Look for the things that will contribute to overall happiness and satisfaction in life, she said. Studies (and let’s face it, our own personal anecdotes) show that kids and grown-ups alike find true satisfaction in helping others. So find your way downtown to the homeless shelter to help, if your kids are old enough. If they aren’t, look for another way to contribute.

Carter likes the Web site It has several lists of activities that kids of various ages can do to help others: Make greeting cards for children with chronic illnesses, decorate lunch bags for Meals on Wheels, write letters to soldiers, assemble birthday bags for families in need. The site includes details on how to make the items and where to send them.

“Inevitably, they will spend some time on the iPad. It’s not all or nothing,” she says. But talk to the kids about it. Tell them you’re noticing their mood changes after too much time in front of a screen, and ask them how they feel. “Help kids identify which activities make them feel good. When do they feel awe or gratitude, optimism, love, an actual real emotion, as opposed to a hit of pleasure?”

Get your house ready for the rest of winter

Push furniture back to create a good play space, advises Patti Cancellier, education director at the Parent Education Program (PEP) in Kensington. Pillow and sheet forts can occupy a lot of time. Allow kids to use bubbles inside. Blow up 20 balloons and make up games where they try to keep them all in the air or play soccer. Have an indoor Olympics and work with the kids to make up the events.

“We had a tiny exercise trampoline for the kids to jump on” on very cold days when her children were younger, she says. It helped get that extra energy out on miserable days.

She also suggests keeping up the routines as much as possible. If you do that, then the empty spaces where kids ask for screen time won’t occur as much.

“If they know it [screen time] will happen at 3 p.m. and are certain you won’t give in, they’ll stop asking after a while,” she says. She also suggests laying it all out. Have a family meeting, particularly on no-school days, to discuss how time will be spent. “Get the input from the kids. Coming to an agreement on some of the activities will create buy-in and result in better cooperation.”

PEP often teaches how to do “Special Time” — something especially necessary to perk up the dark days of winter. It’s one-on-one time between one child and one parent, where the child chooses how to spend the time. Even 10 minutes is enough time to make a difference in the day.
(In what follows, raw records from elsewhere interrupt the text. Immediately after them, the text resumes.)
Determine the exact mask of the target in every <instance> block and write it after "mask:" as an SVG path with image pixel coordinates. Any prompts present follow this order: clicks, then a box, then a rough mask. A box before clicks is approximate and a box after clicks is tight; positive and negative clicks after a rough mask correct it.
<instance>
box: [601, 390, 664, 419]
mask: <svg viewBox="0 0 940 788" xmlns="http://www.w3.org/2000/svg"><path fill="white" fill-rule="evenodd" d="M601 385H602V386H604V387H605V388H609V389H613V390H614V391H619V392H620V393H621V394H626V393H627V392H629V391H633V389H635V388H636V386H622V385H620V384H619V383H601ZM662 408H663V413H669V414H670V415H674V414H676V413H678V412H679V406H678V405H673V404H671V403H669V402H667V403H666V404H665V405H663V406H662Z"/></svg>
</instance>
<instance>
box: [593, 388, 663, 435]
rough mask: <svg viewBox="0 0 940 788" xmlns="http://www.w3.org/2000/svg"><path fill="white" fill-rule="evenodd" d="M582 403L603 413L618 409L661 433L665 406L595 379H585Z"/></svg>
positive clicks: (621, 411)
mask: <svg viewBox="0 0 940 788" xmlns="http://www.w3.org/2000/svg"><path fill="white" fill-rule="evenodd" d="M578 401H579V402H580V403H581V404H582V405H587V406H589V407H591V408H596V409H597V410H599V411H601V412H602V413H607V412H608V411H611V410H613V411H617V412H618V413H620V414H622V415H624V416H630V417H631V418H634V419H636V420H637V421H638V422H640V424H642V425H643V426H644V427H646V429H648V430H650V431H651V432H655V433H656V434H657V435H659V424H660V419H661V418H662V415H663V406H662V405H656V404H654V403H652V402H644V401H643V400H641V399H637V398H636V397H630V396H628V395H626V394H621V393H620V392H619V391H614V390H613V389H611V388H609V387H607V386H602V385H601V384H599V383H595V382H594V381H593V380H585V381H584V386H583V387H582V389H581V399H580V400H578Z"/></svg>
The important thing is that the parent doesn’t take phone calls, check e-mail or get otherwise distracted during that time. A short amount of focused time will “reduce all the attention-getting behaviors — whining, complaining, tattling, interrupting — because the child feels she or he gets a good dose of the parent’s attention,” she says.

And when it seems more serious than a bit of blahs . . .

Kids really do suffer from seasonal affective disorder, says Adelle Cadieux, a psychologist at Helen DeVos Children’s Hospital in Grand Rapids, Mich. The disorder is a depressive episode in fall and winter that gets better in spring and summer.

The symptoms are the same as depression. In children, that includes irritability, defiance and behavioral issues. They will have more trouble doing things they normally do without a problem, such as homework, and they may withdraw from family and friends, as well as activities they typically enjoy. There will possibly also be changes in sleep and eating habits.

If parents see this on a regular basis, it’s time to reach out to a pediatrician, she says.

“For all kids as well as adults, the winter months can be much more challenging because by the time we get home, we don’t have much daylight left,” she says. “Look at ways to engage kids in activities despite that.”

That might mean getting them involved in a club or activity, indoor sports, or just making plans to see friends more often.

What does Cadieux do for her son to keep the regular winter blahs at bay?

Her 9-year-old loves to play outside, but it gets dark early. So she switches the outdoor lights on and they play hide-and-seek or come up with other games that incorporate the darkness. “It’s about being creative and figuring out what options you have.”